The manual then seeks to situate the framework of prevention, treatment, care and harm reduction within a bottom-up model of community-driven needs; that calls for humanizing and empowering communities of people who use drugs. It is a call to revisit the existing frameworks and enable people’s leadership. It is a structured approach to devise “health (and harm reduction) for all” based solutions and shift from the knee jerk reaction of banning and using punitive measures by state institutions to control a problem. The pedagogy hence seeks to revisit ideas on the following from the outsider community perspective.
- Right to life, ensuring dignity and human rights and access to community-friendly care and harm reduction services
- Role of society in adopting a health-, rights-, and harm reduction-based approach
- Information and awareness dissemination modalities for normalizing the need for “community care”

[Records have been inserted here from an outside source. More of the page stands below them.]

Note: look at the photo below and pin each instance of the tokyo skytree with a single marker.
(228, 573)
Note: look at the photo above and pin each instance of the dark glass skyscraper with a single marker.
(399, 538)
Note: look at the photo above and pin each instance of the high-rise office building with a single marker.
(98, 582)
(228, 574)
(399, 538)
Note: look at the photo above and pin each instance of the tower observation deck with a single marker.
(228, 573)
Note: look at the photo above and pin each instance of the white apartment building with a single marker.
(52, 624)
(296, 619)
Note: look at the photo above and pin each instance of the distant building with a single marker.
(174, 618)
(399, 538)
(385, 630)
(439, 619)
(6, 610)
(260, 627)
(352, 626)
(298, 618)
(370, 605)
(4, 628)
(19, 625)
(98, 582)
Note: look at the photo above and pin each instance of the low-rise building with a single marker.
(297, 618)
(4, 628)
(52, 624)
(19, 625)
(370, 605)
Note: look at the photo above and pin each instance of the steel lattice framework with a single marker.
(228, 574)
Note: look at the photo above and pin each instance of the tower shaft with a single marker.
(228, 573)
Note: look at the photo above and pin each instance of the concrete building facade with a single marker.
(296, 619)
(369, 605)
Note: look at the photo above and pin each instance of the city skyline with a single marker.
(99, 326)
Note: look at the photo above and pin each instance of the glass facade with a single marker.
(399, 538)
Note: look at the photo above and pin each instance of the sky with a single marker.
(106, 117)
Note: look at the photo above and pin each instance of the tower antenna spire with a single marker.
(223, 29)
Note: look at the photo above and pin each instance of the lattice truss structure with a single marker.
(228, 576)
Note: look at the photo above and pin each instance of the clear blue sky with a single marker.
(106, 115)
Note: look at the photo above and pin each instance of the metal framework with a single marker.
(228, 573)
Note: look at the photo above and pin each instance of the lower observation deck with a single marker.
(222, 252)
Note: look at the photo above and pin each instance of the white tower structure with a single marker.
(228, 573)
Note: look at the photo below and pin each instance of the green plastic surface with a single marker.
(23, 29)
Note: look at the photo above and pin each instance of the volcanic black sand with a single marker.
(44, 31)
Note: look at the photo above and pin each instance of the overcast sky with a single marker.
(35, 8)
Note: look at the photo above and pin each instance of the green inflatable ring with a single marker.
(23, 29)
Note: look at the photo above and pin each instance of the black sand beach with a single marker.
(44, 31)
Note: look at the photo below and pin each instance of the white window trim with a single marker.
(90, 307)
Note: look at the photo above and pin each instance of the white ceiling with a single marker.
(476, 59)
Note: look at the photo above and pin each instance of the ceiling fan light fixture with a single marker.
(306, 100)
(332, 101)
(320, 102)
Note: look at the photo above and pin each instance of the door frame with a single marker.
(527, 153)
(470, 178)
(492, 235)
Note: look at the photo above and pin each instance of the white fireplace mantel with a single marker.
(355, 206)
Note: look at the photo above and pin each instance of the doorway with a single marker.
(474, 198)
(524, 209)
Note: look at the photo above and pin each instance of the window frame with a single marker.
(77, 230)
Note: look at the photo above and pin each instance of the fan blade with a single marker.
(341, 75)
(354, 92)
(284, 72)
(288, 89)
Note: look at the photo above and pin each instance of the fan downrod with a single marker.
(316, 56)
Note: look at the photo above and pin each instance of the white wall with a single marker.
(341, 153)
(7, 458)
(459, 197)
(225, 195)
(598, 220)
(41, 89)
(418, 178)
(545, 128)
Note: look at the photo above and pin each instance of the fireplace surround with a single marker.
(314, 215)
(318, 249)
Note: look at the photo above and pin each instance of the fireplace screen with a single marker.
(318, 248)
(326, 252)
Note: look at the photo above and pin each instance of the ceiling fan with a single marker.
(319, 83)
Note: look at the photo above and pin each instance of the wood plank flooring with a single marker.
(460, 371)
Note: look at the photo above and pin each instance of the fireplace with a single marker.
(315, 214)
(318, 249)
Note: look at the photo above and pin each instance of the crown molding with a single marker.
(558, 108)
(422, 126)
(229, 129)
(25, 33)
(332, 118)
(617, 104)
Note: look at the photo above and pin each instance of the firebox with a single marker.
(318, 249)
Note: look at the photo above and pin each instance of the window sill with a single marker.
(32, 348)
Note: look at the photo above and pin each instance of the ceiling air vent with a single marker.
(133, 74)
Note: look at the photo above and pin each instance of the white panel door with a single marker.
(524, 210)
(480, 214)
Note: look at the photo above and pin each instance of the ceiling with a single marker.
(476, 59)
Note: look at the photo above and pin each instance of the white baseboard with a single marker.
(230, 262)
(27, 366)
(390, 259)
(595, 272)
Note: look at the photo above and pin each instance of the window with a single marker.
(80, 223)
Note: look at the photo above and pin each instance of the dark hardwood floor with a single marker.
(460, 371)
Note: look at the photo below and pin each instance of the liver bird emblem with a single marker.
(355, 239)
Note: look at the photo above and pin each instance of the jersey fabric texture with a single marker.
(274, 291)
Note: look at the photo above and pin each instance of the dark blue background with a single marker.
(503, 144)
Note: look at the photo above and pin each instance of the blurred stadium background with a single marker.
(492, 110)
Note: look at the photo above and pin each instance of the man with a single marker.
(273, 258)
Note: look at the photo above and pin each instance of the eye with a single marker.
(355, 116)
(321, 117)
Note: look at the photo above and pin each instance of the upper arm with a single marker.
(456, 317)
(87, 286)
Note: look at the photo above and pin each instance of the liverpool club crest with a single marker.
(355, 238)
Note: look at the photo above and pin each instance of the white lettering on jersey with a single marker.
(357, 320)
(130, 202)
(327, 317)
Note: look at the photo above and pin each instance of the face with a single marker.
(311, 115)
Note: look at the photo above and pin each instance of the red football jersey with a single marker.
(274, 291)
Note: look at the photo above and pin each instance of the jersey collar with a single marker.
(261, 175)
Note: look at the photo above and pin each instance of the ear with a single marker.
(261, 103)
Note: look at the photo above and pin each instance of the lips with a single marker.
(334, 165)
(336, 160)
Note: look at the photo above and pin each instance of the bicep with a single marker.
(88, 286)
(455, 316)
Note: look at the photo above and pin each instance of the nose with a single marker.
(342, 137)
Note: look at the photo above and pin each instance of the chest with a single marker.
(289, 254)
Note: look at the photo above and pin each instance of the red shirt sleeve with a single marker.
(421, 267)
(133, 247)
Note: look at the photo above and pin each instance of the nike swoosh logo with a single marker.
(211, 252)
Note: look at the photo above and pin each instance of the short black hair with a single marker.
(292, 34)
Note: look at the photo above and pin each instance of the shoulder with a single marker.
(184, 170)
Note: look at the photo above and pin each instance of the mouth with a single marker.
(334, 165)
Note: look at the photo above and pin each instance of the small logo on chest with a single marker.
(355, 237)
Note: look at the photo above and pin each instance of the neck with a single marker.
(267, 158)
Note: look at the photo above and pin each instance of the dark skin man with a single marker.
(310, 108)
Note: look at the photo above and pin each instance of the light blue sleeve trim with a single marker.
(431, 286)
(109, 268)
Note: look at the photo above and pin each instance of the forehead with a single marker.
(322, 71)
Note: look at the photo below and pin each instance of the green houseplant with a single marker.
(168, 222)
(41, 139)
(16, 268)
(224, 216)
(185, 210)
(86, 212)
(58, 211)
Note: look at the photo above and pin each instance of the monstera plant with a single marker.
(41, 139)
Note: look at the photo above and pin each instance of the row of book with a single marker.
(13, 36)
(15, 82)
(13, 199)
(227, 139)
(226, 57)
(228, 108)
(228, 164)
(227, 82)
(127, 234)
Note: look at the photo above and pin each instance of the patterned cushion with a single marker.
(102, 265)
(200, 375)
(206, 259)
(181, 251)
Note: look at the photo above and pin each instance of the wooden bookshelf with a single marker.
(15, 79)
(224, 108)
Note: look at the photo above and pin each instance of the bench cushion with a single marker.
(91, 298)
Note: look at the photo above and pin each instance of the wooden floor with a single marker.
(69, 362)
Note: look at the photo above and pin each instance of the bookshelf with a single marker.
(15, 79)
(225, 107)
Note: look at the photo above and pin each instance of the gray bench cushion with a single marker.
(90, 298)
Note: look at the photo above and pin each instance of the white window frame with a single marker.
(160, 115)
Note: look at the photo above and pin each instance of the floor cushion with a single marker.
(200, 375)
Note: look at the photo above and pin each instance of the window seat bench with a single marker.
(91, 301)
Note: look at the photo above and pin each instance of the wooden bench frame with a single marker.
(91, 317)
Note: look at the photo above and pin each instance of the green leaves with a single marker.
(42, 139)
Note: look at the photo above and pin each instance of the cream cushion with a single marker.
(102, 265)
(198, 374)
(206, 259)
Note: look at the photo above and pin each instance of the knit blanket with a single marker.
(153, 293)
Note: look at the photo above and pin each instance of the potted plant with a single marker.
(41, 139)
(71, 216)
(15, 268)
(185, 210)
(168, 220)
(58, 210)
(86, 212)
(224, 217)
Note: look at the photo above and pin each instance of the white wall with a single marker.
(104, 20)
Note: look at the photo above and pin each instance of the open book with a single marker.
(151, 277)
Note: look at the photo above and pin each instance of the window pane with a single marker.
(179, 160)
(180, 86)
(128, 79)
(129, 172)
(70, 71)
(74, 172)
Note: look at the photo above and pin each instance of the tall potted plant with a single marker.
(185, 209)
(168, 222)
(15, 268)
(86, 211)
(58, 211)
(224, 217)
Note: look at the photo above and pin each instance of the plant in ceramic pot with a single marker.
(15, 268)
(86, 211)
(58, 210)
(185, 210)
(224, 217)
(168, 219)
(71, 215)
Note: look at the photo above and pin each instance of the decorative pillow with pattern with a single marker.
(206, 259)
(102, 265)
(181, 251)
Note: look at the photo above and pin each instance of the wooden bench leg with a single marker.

- Minimum standards of services and care
In this process, non-traditional and unconventional stakeholders such as faith-based organizations and spiritual institutions who have often not been able to find a significant place in the plethora of literature on drug use are seen as the locus of influence. The manual is seen rather as a beginning to building synergies with the faith leaders and institutions by building them as harm reduction champions, leverage from their sphere of influence, highlight their strengths, effectiveness and ensure the sustainability of faith-led harm reduction. It is not an exhaustive list of institutions or a complete spiritual guide but a comprehensive framework to highlight the significant yet unnoticed changes that they have been bringing on the ground for a long time now in many parts of the world.